Parallèlement, c’est la grande période des guides touristiques. André Michelin crée son guide en 1900 qui recense tout ce qui peut être utile à l’automobiliste : liste des garagistes, des médecins, plans de certaines villes, dépôts d’essence, auberges, hôtels, églises et toute une liste de curiosités.

L’ACD conscient du fort lien qui peut unir tourisme et développement automobile décide de créer son propre guide touristique en 1903, qui est complété en 1904. L’association s’allie avec des hôtels et des auberges du département en leur décernant un signe distinctif qui garantit aux conducteurs la présence des garages pour leur auto et un certain niveau de qualité de l’établissement. Malheureusement, l’opération commerciale se révèle être un vrai fiasco. Très peu de livres sont vendus et l’ACD ne retire aucun bénéfice financier, mais plutôt des dettes.

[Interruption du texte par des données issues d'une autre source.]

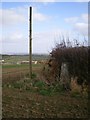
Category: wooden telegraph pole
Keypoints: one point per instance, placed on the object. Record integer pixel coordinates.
(30, 44)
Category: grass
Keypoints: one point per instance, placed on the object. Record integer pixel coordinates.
(33, 98)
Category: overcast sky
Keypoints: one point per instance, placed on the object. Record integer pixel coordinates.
(51, 20)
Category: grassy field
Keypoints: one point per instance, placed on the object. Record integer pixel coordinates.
(32, 98)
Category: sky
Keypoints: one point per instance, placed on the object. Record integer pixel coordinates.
(51, 21)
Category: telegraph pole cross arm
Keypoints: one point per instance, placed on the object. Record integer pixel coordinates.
(30, 44)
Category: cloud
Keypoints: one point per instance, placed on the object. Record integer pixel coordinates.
(71, 20)
(82, 0)
(39, 16)
(11, 17)
(82, 28)
(13, 37)
(79, 23)
(19, 15)
(85, 17)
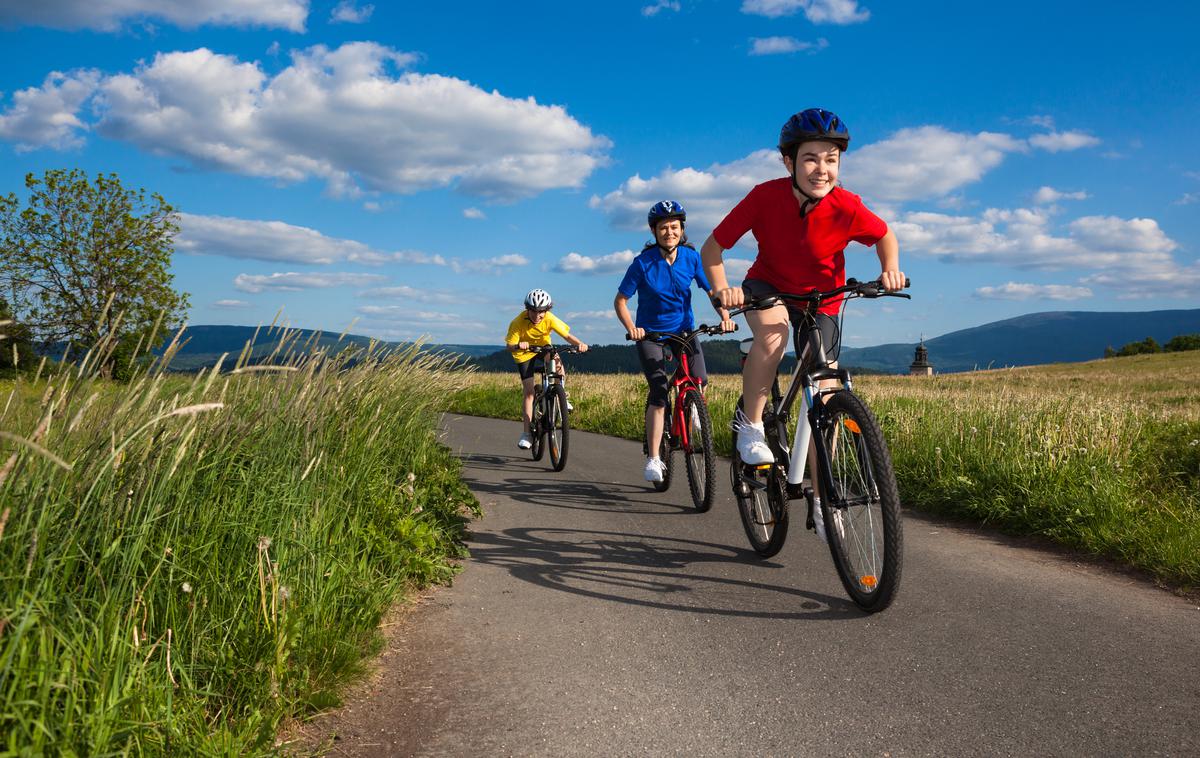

Ainsi s’estompe (pour un temps) l’aventure de l’ACD. Peu active dans les années 1910 on ne trouve de traces de l’association qu’en 1923. Ce n’est que plus tard que les courses et concours automobiles reprennent timidement, sans jamais atteindre la renommée de la SAD… Dès lors, l’ACD essai de trouver sa voie en orientant son action presque uniquement sur les automobilistes.

Plus que centenaire, l’Automobile Club Dauphinois demeure toujours très présent auprès des conducteurs dauphinois, suivant ainsi la voie tracée par ses pères.